Number 228: Newcomer Notes (No. 5) Who is The Emperor of Eyeballs?

Around my fortieth birthday, my metabolism died.

I held the funeral over a piece of chocolate cake from Meijer then set my mind to navigating the stages of grief with some semblance of dignity.

I’d recently managed a divorce, several address, last name, and driver license changes, a large house purchase, and a stressful promotion. Accepting my metabolic shortcomings while maintaining the comforting belief that I would neither marry nor move ever again seemed enough to aspire to.

Four years passed in this suspended state.

Then, one day, I thought, “Hey! Let’s do it ALL AGAIN, but in reverse!”

So I quit the job, sold the house, moved to Michigan, and, oh yeah, got married, again. Then, just to top things off, I got COVID.

For a month and a half, I came home from work feeling like my head was going to pop off, moaned that I wanted to die, and fell into a fitful, miserable sleep. I cannot be held responsible for my dietary choices during this period. Everything was awful. There was a lot of cheese.

One morning, after the fog had lifted, I stepped on the scale. In that instant, all four years of careful grief-work went flying out the bathroom window like a flock of chubby, over-fed bats.

Dear heavens to goodness. How did THAT happen?

It was clear the time had come for drastic measures, and drastic measures led me to Jake.

Jake was the guy who popped up when I Googled “personal trainers near me.” And Jake, the whole muscled, tattooed package of him, was the guy I met at 6:30 pm on a Monday to discuss the Transformations program.

“You’d be perfect for it, frankly,” said Jake, appraising me.

This was encouraging. Perfect transformation! Within my grasp!

What did I have to do? Oh, take some nutrition advice, go to a few classes a week? Consult with Jake about my progress? Sure! Sign me up!

“Sign me up,” I said.

So, all right, maybe the initial food list was a little restrictive. But I could live on skinless chicken breast, spinach, and egg whites for two weeks, couldn’t I? Who knew? Maybe in week 3, they reintroduced bacon. The 5:30 am classes might require some sleep-schedule adjustments, but, think of it! Perfect Transformation! Eyes on the prize, Sarah. Focus.

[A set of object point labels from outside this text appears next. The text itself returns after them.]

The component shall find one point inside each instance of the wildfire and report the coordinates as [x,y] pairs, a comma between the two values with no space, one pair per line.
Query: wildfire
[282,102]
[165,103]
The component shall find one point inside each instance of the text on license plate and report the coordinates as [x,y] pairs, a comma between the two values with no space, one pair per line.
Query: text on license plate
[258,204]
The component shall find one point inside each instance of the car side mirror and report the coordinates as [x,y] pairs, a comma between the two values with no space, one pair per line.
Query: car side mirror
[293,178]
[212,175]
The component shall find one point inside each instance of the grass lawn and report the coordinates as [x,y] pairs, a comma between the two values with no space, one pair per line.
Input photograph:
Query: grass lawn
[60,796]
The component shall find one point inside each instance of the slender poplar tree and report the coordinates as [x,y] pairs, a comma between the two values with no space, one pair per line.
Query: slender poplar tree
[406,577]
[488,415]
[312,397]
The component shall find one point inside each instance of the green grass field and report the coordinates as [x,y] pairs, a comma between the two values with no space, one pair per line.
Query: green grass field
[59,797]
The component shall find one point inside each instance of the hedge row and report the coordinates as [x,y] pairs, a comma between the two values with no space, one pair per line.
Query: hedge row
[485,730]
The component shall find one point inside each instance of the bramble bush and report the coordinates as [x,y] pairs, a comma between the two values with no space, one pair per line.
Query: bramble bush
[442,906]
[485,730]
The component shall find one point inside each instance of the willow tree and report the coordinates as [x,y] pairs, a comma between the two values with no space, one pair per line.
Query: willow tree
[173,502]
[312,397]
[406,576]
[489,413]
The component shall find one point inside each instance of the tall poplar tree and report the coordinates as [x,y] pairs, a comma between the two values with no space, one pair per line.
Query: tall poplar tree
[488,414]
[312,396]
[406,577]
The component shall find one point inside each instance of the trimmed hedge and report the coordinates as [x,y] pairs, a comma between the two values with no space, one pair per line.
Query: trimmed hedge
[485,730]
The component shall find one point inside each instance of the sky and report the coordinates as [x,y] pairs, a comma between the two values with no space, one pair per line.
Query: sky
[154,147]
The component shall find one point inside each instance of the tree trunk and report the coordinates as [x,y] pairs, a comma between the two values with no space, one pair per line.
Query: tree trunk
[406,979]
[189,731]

It was 5:30 am, and I was focused — focused on the bright orange walls of Jake’s gym and its hodgepodge of stripped-down exercise equipment: bikes that looked like they’d been salvaged from garage sales, metal bars at various heights, a rack of weights, and a stand in the corner filled with poles that looked like they could possibly be for jousting.

A thin, classically-handsome Italian man was standing apart from the knot of exceptionally healthful women by the water cooler.

“I’m Alfonso,” he said, mournfully. “My wife thought this would be good for us.”

“Is it?” I asked.

“It is week 2. I cannot move my legs.”

“All right, let’s move those legs!” called Jake, clapping his hands.

We were off. I was confused. First I was hoisting a medicine ball above my head and hurling it to the ground. Then I was on the garage-sale bicycle, then lifting a kettle-ball from a squatting position, and so on, round and round.

All the while, my Apple Watch was palpitating on my wrist, wringing its little ,digital Apple hands about the Very High Noise Level. “Warning!” it buzzed plaintively. “Warning!”

“There’s nothing I can do,” I whispered. “I’m sorry.”

There was nothing I could do. Jake was in charge of the music, and he was using his power to regale us with some German-sounding, screaming metal band.

It was all nonsense and noise until one phrase came through, clear as day: “I——I —I—-hhhhhhhhhh am the EMPEROR of EYEBALLLLLSSSSSS.”

That in the end, was what got me through. Because, what? Emperor of *eyeballs*? Surely not. But no, I think that’s what he said…what on earth is an emperor of eyeballs?

I got so distracted trying to figure it out that I barely noticed round 435 on the bike. I didn’t notice anything until six hours later, at work, when I thought I would do something simple. I would get up, walk down the hallway, and get some water.

I attempted this, and suddenly Alfonso’s face swam before my eyes. I felt a kinship with him then: he a hapless victim of his wife’s big ideas, me a heedless victim of my own; the two of us locked together in one undeniable truth. It was week one. I could not move my legs.

Don is making dinner now. He just popped his head in to ask if I could eat feta cheese.

“I cannot have any cheese,” I said.

“Ahhhhhhhrghhhhh,” he said. It was a deep and guttural groan. A primal thing, worthy, perhaps, of the Emperor of Eyeballs.